In this regard, he indicated that if non-compliance was established, material change in circumstances would have to be demonstrated to excuse it. He instanced a material improvement in the position of the defendant such as to suggest that it had a much stronger case than had been identified when the unless order was made.
Again, valiantly, Mr Davies suggested in this regard that there were distinguishing features, in particular that there was now a defence, that there had been real and reasonable efforts to comply (he put it in terms of “all reasonable steps to comply”), that there had been no breach of the freezing order and that the breach, if there was one, of the failure to comply with the unless order had not been deliberate. I have to say that I do not regard those points as constituting such a change of circumstances as might have been in the mind of Sir John Chadwick.
In this case, in fact, and as was submitted on behalf of the claimants by Mr Bailey, counsel, the defendant’s position has changed but possibly worsened. For example, whereas previously they were denying liability on the basis of a denial of any contractual relationship capable of being enforced they have now admitted the contract, though they query its interpretation and effect.

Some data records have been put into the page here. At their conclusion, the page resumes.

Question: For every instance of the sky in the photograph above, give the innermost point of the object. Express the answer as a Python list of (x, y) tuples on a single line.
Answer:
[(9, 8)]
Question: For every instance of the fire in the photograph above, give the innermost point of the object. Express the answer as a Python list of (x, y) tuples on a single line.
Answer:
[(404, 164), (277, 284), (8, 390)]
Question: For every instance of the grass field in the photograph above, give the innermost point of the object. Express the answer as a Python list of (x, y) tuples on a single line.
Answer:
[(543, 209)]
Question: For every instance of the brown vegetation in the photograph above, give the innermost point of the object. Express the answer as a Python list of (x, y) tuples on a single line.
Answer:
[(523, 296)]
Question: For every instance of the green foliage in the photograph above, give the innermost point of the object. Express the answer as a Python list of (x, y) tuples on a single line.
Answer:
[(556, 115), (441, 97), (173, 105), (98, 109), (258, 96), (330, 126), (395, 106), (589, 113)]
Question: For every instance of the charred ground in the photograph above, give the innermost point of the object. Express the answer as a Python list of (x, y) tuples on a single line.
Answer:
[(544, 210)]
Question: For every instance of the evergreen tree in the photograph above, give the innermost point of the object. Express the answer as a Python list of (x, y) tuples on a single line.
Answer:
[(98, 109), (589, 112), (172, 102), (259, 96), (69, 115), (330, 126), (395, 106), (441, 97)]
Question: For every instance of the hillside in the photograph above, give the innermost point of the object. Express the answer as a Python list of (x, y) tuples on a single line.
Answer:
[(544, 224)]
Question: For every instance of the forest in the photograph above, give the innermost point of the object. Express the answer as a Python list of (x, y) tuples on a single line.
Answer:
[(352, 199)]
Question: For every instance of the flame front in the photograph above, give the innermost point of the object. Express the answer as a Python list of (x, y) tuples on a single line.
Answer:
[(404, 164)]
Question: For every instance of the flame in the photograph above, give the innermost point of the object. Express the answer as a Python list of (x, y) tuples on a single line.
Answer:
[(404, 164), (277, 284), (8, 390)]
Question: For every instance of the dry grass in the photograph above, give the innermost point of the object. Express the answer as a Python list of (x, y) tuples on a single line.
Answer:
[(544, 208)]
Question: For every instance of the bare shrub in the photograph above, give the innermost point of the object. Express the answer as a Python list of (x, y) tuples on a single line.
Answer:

I do not read the Tarn case as being confined to cases where the breach was deliberate and where there had been a breach of the freezing order itself. I do not accept in this case that the defendants have taken all the reasonable steps that were available to them to secure the documents as regards any of the four instances to which I have drawn attention in the previous part of this judgment.
As it seems to me, taking the example of the charge documentation, a really rigorous and concerted effort to obtain from the bank those documents would, in all likelihood, have met with success, and if it did not, the obvious recourse, if solicitors’ letters did not, as it were, secure the desired result, was immediately to inform the claimants of the difficulties and to apply to the court, if necessary. This could have included relief against Mr Fouli and the Bank of Cyprus UK in order to secure their compliance.
I have already identified other respects in which I do not consider that all reasonable steps were taken and the concerns I have felt in consequence of the late revelation about the position with HSBC.
When I add all this in the mix and test it against the prescription which CPR 3.9, in its newest form, conveys, namely that the court must be very cautious before granting what, in effect, is a dispensation from an order previously made, and when I take into account the factual context more generally, which includes the fact that the unless order was made after five previous applications, and where I also take into account the somewhat remarkable instances where the defendants have not provided the evidence that one would have expected, to explain themselves, I feel constrained to refuse any relief from the sanctions.
As I hope has been evident from the hearing, I personally regret the need for such a step and I offered every opportunity, I hope, to put the best possible gloss on the situation. It is a very sorry thing when people deny themselves the right to put forward their case, particularly in the context of allegations of a very serious nature indeed. However, I do not see that any sufficient ground for relief from a sanction carefully imposed has been demonstrated; and the result must follow that no such relief should be granted.